R.M.: De Eva com a folha da figueira, Joana d’Arc queimada na fogueira, a pop star Madonna, Marielle Franco (silenciada), Jaqueline Goes de Jesus que mapeou o genoma do covid-19, entre outras, a mulher sempre teve um papel fundamental na história social da humanidade. No entanto, ela sempre foi minimizada e colocada à margem.
A dinâmica que compõe o ser social feminino é complexa, repleta de desafios, especialmente, em consequência do machismo e da misoginia. Para uma mulher se destacar, ela precisa se esforçar muito mais, não por falta de competência e, sim, por excesso de barreiras. Me sinto impelida a voltar o meu olhar para as mulheres todos os dias, pois vejo e convivo com mulheres inspiradoras.
5 – Seu primeiro livro “Com que sonhos essas camisolas dormem?” é uma série de contos sobre as mulheres de diferentes épocas e gerações. Ao longo dos anos, o que mudou na relação entre a mulher e a sociedade? E o que não mudou?
R.M.: Independência financeira, autonomia para ir e vir, direitos civis, direitos sociais e voz são algumas realidades atuais. No geral, avançamos pouco. Falta igualdade salarial. Sobra assédio e violência. As estatísticas não mentem. Se os direitos fossem realmente iguais e, também tivéssemos vez, não somente voz, nossa participação na política seria maior. E quando estamos lá… por que somos ameaçadas? Violentadas? Silenciadas? A política é somente um exemplo, entre tantos outros.
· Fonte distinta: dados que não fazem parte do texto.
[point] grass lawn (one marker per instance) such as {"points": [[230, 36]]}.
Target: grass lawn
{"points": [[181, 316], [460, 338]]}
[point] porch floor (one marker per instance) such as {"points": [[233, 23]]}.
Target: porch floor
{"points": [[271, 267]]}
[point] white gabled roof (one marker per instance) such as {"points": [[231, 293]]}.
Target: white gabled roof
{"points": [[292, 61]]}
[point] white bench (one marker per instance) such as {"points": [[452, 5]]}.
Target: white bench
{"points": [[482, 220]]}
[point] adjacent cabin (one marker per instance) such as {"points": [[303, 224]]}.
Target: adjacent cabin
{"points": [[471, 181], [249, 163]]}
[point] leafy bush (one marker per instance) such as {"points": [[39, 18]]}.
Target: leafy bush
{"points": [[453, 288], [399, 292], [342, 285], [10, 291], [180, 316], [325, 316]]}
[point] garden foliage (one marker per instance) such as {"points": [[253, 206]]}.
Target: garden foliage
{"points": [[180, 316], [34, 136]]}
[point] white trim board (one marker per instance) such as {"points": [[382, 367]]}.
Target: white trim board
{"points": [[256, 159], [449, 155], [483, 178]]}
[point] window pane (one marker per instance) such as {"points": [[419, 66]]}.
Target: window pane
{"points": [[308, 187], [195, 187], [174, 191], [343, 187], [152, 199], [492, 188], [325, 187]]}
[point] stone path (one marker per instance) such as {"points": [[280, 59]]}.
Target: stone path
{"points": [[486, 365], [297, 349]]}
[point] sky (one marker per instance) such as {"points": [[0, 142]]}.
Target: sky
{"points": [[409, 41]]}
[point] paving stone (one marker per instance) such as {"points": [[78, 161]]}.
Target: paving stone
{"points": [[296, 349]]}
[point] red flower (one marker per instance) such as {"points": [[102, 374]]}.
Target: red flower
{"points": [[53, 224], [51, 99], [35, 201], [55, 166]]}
6 – Após “Com que realidades essas camisolas acordam?”, quais são seus próximos projetos?
R.M.: Atualmente estou com dois projetos paralelos. O lançamento do livro técnico “Moda íntima da prática à teoria: um guia com estruturas e fundamentos para o desenvolvimento de lingeries”, um projeto que iniciei junto com o doutorado e que trago as vivências do cotidiano prático, objetivando contribuir com o mercado de lingeries. Estou também revisando outro romance, que aborda as violências contra a mulher e critica o amor romântico.
Sobre a autora: Doutoranda em Ciências Sociais, mestre em Antropologia da Ibero-América e graduada em Estilismo e Moda, Raquel Marinho é consultora especializada em moda íntima. Além disso, é professora e palestrante, tendo como foco as pesquisas sobre lingeries e representações sociais da mulher na contemporaneidade. Sempre com um olhar para o universo feminino, estreou no mercado literário com o livro “Com que sonhos essas camisolas dormem?”, uma série de contos sobre mulheres de diferentes gerações. Sua obra literária mais recente é “Com que realidades essas camisolas acordam?”, como também publicou o trabalho teórico “Moda íntima da prática à teoria”.